Tip: Consider having the University of Minnesota test the soils in your yard before you fertilize. It’s inexpensive, and you’ll get great information on what kind of fertilizer will work best for your lawn.
7. Weed (If You Need To)
Fall is also the ideal season to kill or remove weeds. The most environmentally friendly method is good old-fashioned manual labor, so pull the weeds by hand if there’s a manageable number. If you must use an herbicide, follow the manufacturer’s instructions carefully and don’t spray it on any hard surfaces or areas where it could end up in the stormdrains.
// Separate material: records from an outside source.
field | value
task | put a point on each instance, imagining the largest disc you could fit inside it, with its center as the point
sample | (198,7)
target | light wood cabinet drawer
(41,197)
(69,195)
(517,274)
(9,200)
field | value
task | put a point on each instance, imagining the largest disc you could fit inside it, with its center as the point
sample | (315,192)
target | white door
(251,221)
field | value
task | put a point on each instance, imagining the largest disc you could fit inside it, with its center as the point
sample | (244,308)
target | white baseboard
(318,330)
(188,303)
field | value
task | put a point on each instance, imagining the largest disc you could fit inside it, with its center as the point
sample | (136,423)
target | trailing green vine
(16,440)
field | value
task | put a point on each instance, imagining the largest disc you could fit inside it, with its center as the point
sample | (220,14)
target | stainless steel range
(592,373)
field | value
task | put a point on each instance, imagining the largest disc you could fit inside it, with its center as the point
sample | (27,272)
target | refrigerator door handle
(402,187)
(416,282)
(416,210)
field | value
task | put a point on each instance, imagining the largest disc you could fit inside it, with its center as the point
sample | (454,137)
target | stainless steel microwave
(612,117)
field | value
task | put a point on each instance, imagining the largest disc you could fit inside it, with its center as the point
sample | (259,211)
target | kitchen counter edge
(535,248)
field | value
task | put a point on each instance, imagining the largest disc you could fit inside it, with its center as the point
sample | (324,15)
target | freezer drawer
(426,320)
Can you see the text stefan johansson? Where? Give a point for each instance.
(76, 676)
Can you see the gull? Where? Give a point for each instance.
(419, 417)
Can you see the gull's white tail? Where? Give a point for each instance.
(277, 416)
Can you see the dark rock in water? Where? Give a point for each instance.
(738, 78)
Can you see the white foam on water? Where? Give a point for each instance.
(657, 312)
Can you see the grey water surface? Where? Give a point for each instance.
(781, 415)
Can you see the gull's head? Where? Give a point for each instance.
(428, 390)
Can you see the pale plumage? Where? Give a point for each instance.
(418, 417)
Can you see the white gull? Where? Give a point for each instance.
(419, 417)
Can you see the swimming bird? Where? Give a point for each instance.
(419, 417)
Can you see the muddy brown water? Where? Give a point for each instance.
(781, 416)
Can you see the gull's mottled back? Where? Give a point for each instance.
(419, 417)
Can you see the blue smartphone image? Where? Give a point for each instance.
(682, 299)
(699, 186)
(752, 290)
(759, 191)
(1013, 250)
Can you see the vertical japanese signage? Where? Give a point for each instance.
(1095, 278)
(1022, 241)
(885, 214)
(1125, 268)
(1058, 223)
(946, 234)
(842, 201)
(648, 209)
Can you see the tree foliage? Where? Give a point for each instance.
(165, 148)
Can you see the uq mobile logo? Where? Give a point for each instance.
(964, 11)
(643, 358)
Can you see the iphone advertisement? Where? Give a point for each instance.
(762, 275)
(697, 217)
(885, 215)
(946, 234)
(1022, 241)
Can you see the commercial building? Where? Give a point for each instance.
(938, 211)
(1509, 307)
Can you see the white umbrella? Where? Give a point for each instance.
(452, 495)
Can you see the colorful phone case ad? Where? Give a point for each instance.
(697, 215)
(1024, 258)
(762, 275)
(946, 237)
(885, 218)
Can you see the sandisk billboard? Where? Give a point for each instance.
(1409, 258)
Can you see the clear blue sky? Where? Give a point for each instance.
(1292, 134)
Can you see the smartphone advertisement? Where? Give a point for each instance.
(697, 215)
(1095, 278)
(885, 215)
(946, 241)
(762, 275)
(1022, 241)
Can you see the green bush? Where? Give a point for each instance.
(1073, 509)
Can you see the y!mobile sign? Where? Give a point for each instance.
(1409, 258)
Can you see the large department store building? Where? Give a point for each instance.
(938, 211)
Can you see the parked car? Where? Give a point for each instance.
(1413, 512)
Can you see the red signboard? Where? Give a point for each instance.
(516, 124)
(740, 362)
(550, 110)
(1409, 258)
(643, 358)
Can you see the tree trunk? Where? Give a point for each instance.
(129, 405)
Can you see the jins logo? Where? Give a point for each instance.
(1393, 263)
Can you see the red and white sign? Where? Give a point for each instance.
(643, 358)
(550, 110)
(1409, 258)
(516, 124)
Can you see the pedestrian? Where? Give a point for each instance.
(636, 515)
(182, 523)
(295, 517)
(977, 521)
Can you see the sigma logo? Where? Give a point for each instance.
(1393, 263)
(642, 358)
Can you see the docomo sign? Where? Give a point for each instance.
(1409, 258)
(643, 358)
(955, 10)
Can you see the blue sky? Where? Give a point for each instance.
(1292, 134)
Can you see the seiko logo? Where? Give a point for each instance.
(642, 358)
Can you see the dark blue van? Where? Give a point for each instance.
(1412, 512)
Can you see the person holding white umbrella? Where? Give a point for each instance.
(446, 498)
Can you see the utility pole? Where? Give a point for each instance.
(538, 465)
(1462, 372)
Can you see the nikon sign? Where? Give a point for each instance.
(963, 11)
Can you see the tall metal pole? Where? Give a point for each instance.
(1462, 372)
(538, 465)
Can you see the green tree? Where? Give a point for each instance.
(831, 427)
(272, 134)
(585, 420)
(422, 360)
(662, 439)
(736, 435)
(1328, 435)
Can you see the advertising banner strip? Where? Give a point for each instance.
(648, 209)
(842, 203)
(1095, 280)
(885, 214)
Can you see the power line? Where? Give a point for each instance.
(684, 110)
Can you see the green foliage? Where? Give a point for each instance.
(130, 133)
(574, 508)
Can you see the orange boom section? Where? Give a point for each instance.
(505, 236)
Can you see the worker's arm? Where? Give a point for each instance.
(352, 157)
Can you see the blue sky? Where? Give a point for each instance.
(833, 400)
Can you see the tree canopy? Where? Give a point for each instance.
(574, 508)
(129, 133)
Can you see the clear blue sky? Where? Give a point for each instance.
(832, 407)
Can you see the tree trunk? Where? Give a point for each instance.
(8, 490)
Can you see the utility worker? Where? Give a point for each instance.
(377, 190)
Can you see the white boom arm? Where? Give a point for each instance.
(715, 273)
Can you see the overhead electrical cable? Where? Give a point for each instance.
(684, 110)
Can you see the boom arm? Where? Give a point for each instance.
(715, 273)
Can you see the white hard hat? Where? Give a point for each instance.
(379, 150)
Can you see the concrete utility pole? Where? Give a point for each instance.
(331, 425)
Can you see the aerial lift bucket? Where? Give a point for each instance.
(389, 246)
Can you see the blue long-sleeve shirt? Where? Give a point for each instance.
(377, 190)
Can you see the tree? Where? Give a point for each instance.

Tip: A variety of weed-pulling tools are available for a relatively low cost at your local hardware store or home center.
8. Patch Bare Spots with Seed or Sod
Fall is also the ideal time of year to plant new grass seed and patch any bare spots in your yard. In addition to making your yard look better, growing new grass in bare spots can help prevent erosion and trap pollutants that would otherwise flow into stormdrains. Try to plant hearty grass varieties that will grow well in your yard’s soil and lighting conditions.
Tip: If your bare spots were caused by winter salt or deicer killing the grass, try planting more salt-tolerant grass varieties. Or, even better: try using less salt in the winter, since salt and deicer are also sources of pollution in our waterbodies.